Clock Synchronization with the NTP Protocol

Features of the Service

The clock synchronization via NTP offers:

periodic time corrections obtained from the reference standard, for example, the NTP server
automatic switchover to a backup time server if a trouble occurs with the normal server system
local time zone configurable and customizable (including daylight saving time adjustments)

Controller projects use a function block to read the clock, a feature that allows events or variables in the project to be time stamped.

Time stamping is accurate to:

5 ms typical
10 ms worst case

Clock Synchronization and Time Stamps

The BMXNOR0200H module sends a source clock synchronization signal to the CPU. The module firmware includes an NTP client, which provides clock synchronization. The synchronization process occurs as follows:

The NTP Client...		Result
1	... requests a clock synchronization signal from the NTP server over an Ethernet network.	The NTP server sends a signal.
2	... stores the time.
3	... sends a message to the clock system counter in the CPU.	The CPU updates its internal clock. The CPU clock is now typically within 5 ms of the NTP server, with a worst case of 10 ms. Before the next clock synchronization signal, the CPU clock is updated each ms by an internal timer.

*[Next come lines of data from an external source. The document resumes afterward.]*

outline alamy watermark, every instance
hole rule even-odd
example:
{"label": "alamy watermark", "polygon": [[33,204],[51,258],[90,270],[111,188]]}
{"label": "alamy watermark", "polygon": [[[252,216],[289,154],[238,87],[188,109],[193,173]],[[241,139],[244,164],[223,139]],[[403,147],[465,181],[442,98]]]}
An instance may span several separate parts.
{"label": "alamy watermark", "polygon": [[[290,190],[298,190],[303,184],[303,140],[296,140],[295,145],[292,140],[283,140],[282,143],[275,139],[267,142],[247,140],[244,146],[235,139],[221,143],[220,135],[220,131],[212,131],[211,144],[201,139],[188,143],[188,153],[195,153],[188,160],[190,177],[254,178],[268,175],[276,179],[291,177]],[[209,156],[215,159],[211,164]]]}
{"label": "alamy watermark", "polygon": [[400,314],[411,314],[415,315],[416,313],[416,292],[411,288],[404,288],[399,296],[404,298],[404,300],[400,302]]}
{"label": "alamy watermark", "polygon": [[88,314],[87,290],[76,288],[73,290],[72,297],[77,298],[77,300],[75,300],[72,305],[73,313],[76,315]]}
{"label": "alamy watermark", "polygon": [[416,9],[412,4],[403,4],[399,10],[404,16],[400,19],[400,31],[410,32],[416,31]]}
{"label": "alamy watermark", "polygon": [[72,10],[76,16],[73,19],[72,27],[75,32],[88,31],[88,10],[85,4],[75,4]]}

Use the R_NTPC function block in either MAST, FAST, or Interrupt sections to read the clock from the PLC application.

The CPUs on an Ethernet network should be synchronized with the same NTP server.

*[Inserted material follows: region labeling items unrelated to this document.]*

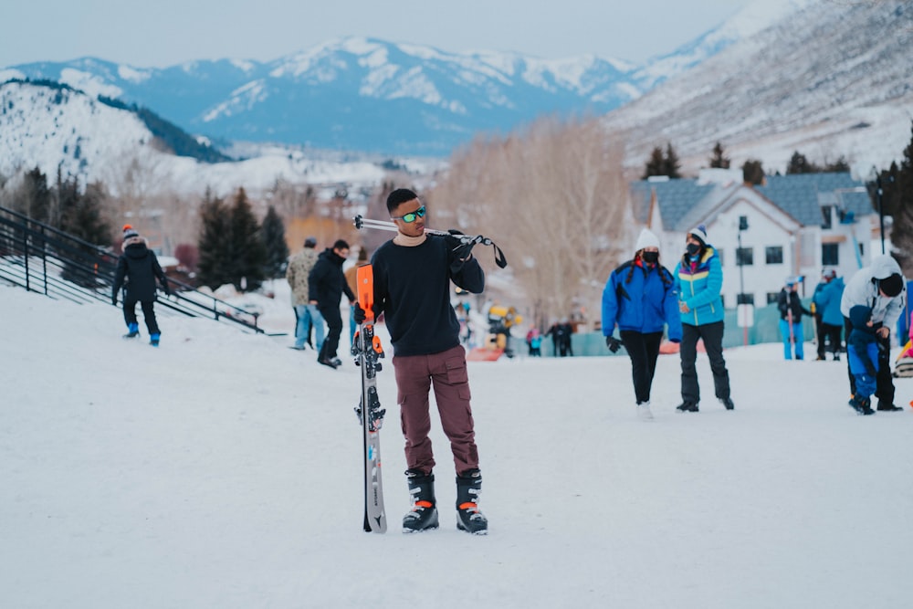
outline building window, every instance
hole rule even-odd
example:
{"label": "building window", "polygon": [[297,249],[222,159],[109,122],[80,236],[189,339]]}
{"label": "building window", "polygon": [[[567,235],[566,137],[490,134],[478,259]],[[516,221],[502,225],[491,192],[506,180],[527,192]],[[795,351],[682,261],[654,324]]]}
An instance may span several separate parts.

Clock Synchronization Terms

Term	Description of Service
local clock offset	Accurate local time adjustments are made via a local clock offset. The local clock offset is calculated as: ((T2 - T1) + (T4 - T3))/2 where: T1 = time when NTP request is transmitted from the module T2 = time when NTP server receives the request (provided by the module in response) T3 = time when the NTP server transmits the response (provided to the module in the response) T4 = time when NTP response is received by the module
time accuracy	The local time margin is < 10 ms compared to the referenced NTP server time. typical: 5 ms worst case: <10 ms
settling time	Maximum accuracy is obtained after 2 updates from the NTP server.
polling period dependency	Accuracy depends on the polling period. Less than 10 ms of margin is achieved for polling periods of 120 ms or less. To obtain a high degree of accuracy (when your network bandwidth allows), reduce the polling period to a small value—for example, a polling time of 5 s provides better accuracy than a time of 30 s.
time zone	The default format is universal time, coordinated (UTC). Optionally you may configure the service to use a local time zone—e.g., GMT+1 for Barcelona or Paris
daylight saving time	The module automatically adjusts the time change in the spring and fall.
leap second	To compensate for the deceleration of the earth rotation, the module automatically inserts a leap second in the UTC time every 18 months via an international earth rotation service (IERS). Leap seconds are inserted automatically as needed. When needed, they are inserted at the end of the last minute in June or December, as commanded by the NTP server.

Obtaining and Maintaining Accuracy

The time service clock starts at 0 and increments until the Ethernet network time is fully updated from the module.

Model	Starting Date
M340 with Control Expert	January 1, 1980 00:00:00.00

Clock characteristics:

Clock accuracy is not affected by issuing stop/run commands on the PLC
Clock updates are not affected by issuing stop/run commands on the PLC
Mode transitions do not affect the accuracy of the Ethernet network

Re initializing the Time Service Register

After a download or an NTP server swap, the status clock value associated with the time service register in the CPU is re initialized.

Two polling periods elapse before an accurate time is re-established.